Camino de la plaza a ver si nos podemos tomar un vermú —tarea más difícil de lo que pudiera parecer—, pasamos por delante de Arte y Comunicación Calatrava, la tienda desde la que Martínez Carrión quiere —no sé yo con qué éxito— agitar un poquito la vida cultural almagreña, tan mortecina. Allí hay un cartel que anuncia actos para el 23 de abril.
—La semana que viene es el Día del Libro —digo yo, señalando la tienda.
Don Juan, que detesta cordialmente las proclamaciones de lo obvio, pregunta con malicia:
—¿De cuál?
No me doy por aludido. Prosigo inocentemente:
—De los libros en general, y de la lectura. Los organismos internacionales han creído conveniente dedicar un día a promocionarlos y han escogido el 23 de abril porque tal día de 1616 murieron Cervantes y Shakespeare.
Don Juan me mira con asombrada curiosidad, pero contesta en tono neutro:
—Cervantes y Shakespeare murieron, efectivamente, en la misma fecha, pero no murieron el mismo día; los ingleses aún no habían adoptado el nuevo calendario: su 23 de abril era nuestro 3 de mayo. Y el 23 de abril es San Jorge. Aquí en Almagro la fiesta de San Jorge tiene una enorme importancia histórica y antropológica que, creo yo, no se ha destacado lo suficiente. Alguien debería dedicarse a estudiarla: aprenderíamos mucho.

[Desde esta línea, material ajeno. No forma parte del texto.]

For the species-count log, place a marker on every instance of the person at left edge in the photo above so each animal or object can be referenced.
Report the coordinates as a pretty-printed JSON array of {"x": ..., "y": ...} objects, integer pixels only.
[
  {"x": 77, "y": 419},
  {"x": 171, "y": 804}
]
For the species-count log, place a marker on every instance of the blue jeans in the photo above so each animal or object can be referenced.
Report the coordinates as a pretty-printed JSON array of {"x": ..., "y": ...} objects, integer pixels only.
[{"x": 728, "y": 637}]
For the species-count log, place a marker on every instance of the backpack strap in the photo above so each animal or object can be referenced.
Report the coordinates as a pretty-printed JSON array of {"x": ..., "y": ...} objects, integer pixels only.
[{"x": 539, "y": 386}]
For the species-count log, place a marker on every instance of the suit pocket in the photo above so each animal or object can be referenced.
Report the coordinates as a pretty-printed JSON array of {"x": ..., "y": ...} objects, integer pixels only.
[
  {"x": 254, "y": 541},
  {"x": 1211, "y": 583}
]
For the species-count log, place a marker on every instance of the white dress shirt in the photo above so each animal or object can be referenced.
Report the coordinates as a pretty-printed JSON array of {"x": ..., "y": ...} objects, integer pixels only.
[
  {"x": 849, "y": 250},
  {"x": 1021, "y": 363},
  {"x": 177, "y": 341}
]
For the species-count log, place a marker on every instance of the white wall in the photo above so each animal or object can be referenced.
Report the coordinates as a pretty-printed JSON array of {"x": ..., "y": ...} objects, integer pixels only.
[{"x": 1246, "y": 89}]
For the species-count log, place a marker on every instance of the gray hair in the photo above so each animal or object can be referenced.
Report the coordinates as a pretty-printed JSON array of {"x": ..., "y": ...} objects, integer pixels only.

Hemos conseguido mesa en la plaza. Se nos va un rato en explicarle al camarero qué vermú nos debe traer y cómo lo debe servir. No estoy muy seguro de que hayamos tenido éxito; don Juan comprueba que, en ciertas ocasiones, no solo es necesario proclamar lo obvio: hay que hacerlo numerosas veces. Entre tanto, pierdo el hilo de San Jorge: ya lo recuperaré.
Esperando el vermú, le enseño a don Juan el periódico. Un pope de la cultura dice que “las posibilidades de éxito profesional y social se reducen considerablemente en las personas que no han adquirido el hábito lector”.
—¿Qué le parece, don Juan?
—Nada. Tendría que explicarnos este buen hombre qué entiende él por éxito profesional y social y por hábito lector. Si entiende lo que se suele entender, la afirmación es rotundamente falsa. Muchas personas —usted conocerá a alguna— que parecen disfrutar del éxito profesional y social no leen nunca nada. Y hay también grandes lectores cuyo éxito profesional y social es bien escaso: ahí tiene usted al mismo Cervantes, aficionado a leer hasta los papeles rotos de las calles.
—Por lo menos leerán textos profesionales... —otra perogrullada.
—Obviamente —dice con retintín—. Pero no se referiría a eso: sean cuales sean las modalidades de lectura, todas ellas proporcionarán al lector, en dosis variables, conocimiento y placer artístico —signifique eso lo que signifique—. Hay lecturas utilitarias y profesionales —un manual de anatomía, por ejemplo—, que producen máxima información y mínimo placer artístico; las lecturas de mera y pueril evasión —pongamos La Templanza—, ni lo uno ni lo otro; y habrá una lectura ideal que obre en el lector el milagro del máximo conocimiento y el máximo goce. La primera lectura, claro está, será imprescindible para el éxito profesional; las demás, absolutamente superfluas. Eso sin hablar de que, tanto en el conocimiento como en el placer artístico, hay niveles.
—O sea, que se ha metido el hombre en un jardín.
—No: ha hecho un discurso de circunstancias. Pero sería bueno que las autoridades hablaran con precisión y se limitaran a cumplir sus obligaciones. En el asunto de la lectura deberían conseguir en todos los ciudadanos un dominio eficaz de las destrezas lectoras. La adquisición de esas destrezas —que, según el famoso informe PISA, nuestros adolescentes poseen muy precariamente— sí es imprescindible para el éxito profesional y social. El hábito lector, si viene, vendrá después.
Creo que esta vez quien dice perogrulladas es don Juan, pero me lo callo. Pregunto:
—¿Y no sería bueno que las autoridades lo promovieran también?
—Sí, pero que primero hagan lo otro. En las sociedades modernas, la lectura tiene que competir con múltiples fuentes de conocimiento y de placer diversamente atractivas o accesibles para los individuos. Algunos creemos que la lectura es mejor que muchas. Pero no todo el mundo piensa así. ¿Por qué? La lectura —Montaigne lo decía de la inteligencia— es un bien muy justamente repartido: cada uno tiene la que necesita. Sí supiéramos leer bien, quizá querríamos más.
Ha llegado el vermú. Poco a poco los bares de la plaza van aprendiendo estas delicadezas. Pero les cuesta. Lo mismo pasa con la lectura.